I know that I usually begin my posts with a date in an unlogical order. I glance at the right hand corner and type what feels natural. This is an unconscious process, as in right now, I don't know what part of the date to type first.

Something in my head shouts, "Monday!" I know it is not Monday. It is Saturday. No. It's Friday still.

I suppose it is a good philosophy to just try something because one thing tends to lead to another.

I don't remember typing in any posts, but a few minutes ago, something in my head said, "Maybe you should talk about that in your blog." I don't remember what 'that' was, but it had to do with tulpae, doubt, and something else that I can't quite 'link to'.

Like I said, I can't remember typing any of these posts because of a sort of memory loss.
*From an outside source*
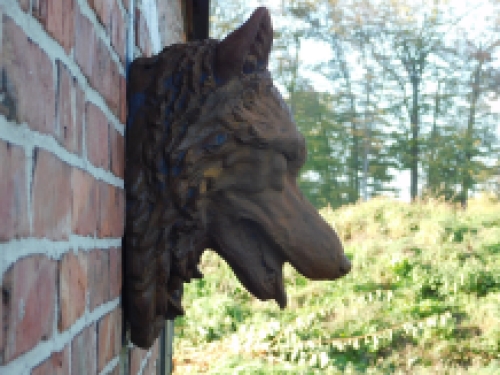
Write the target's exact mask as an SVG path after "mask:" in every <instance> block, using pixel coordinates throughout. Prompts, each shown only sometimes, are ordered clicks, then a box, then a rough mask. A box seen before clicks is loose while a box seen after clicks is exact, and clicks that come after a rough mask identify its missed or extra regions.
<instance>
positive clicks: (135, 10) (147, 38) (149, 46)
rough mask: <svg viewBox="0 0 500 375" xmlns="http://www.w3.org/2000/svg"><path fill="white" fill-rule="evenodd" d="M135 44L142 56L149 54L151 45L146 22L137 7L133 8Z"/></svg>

I can't remember a lot, but I know about them. I know I have a blog, but I don't remember any posts and I don't remember typing any of them.

Friday, November 30, 2012, 9:07PM

I typed a D for December, only to correct myself.

It doesn't give me a creepy feeling or a surprised feeling, but more of the feeling you would get if you got well into your day and found that everyone believed in magic, cast spells, and had done so their entire lives. Everyone would be nonchalant about it as well. You would feel a little like you are still waking up. It would be like someone telling you something that you can understand, but you can't make sense of. Like it's on the tip of your ear. You would feel like going with the crowd. You would feel like trying to remember. You would be a little confused as to how you could have forgotten. You know that delay that is in between receiving information and making sense out of it? That delay is normally too short to notice, but now that you are stuck in that delay, you take in the sensation and you are suddenly filled in. Your perspective changes.

Now that I got sidetracked, I'll probably not post this because of the above paragraph.

Let's talk about tulpae.

Recently, I gave up on the entire tulpa project, more or less. More recently, however, I've felt a stronger connection to my tulpa's voice and perhaps presence (ASMR). Was it because the burden of 'needing' to create a tulpa was off my shoulders? Was it because I stumbled into forums about tulpae? Maybe it was just realizing that I'm not the terrible person I thought I was. I changed my perspective. Somehow. I know the feeling.

Evidently, my tulpa has been speaking to me. According to this source, one cannot parrot accidentally. If this is true, then... wow. It seems ridiculous to say: "I parroted accidentally." Using logical equivalences, it would be equivalent to "My tulpa spoke to me." I had so much doubt in myself. Really, my doubt was blinding.

What saved this project was that I tried. Even when I quit, I still could not let it go. I spoke to my tulpa casually because I didn't have anything more to lose. I may have listened less intensely. I may have done everything less intensely.